Avoiding Myths, Magic and Other Superstitions

Perhaps the biggest mistake for novice gamblers is making a betting decision based on superstitions or instincts rather than facts. I can assure you that poker superstars such as Howard Lederer and Phil Hellmuth do not win because they wear their lucky sweater or rely on horoscope readings.

Winners like Lederer and Hellmuth are brilliant in analyzing the complex choices each hand offers in a high-stakes tournament. This section debunks
some common hocus-pocus that gamblers mistakenly turn to.

Going with your hunches
Using your intuition, going by your gut, and playing a hunch are all paths to ruin. If the odds favor the house by more than 9 percent like they do on a hard eight bet at the craps table, then that’s the rate you lose over time. Sure, you may get lucky and win in the short run, but casinos are geared to outlast you. (The only way to leave a winner on a lousy-odds game is to immediately stop playing if you’re up.) They have a huge bankroll, and when they have the edge, not even the luckiest person on the planet or even Olga, the All-Knowing Psychic) can turn the tables and beat the odds.

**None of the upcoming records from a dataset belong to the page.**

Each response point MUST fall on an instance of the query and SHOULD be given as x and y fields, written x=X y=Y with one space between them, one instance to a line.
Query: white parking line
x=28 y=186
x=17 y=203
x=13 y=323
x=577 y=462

Instead of relying on your hunches, you’re better off diverting that psychic energy to studying the laws of probability and choosing games that offer the lowest house edge.

Playing a lucky machine
Many people have a favorite slot machine they like to play. That’s reasonable. After all, gambling at a familiar game is better than taking a chance with one
you know nothing about. However, many players return to the same game because they believe they have found a lucky machine.
If you’re relying on a lucky machine and think you’re consistently winning, I urge you to keep records of your play. Write down how much money you start with before you sit down, and then count up what you have when you walk away from the machine. You may be surprised to see that you didn’t perform quite as well as you thought, especially over the long term. Selective memory plays tricks and deceives gamblers into thinking they’re ahead, which is seldom the case.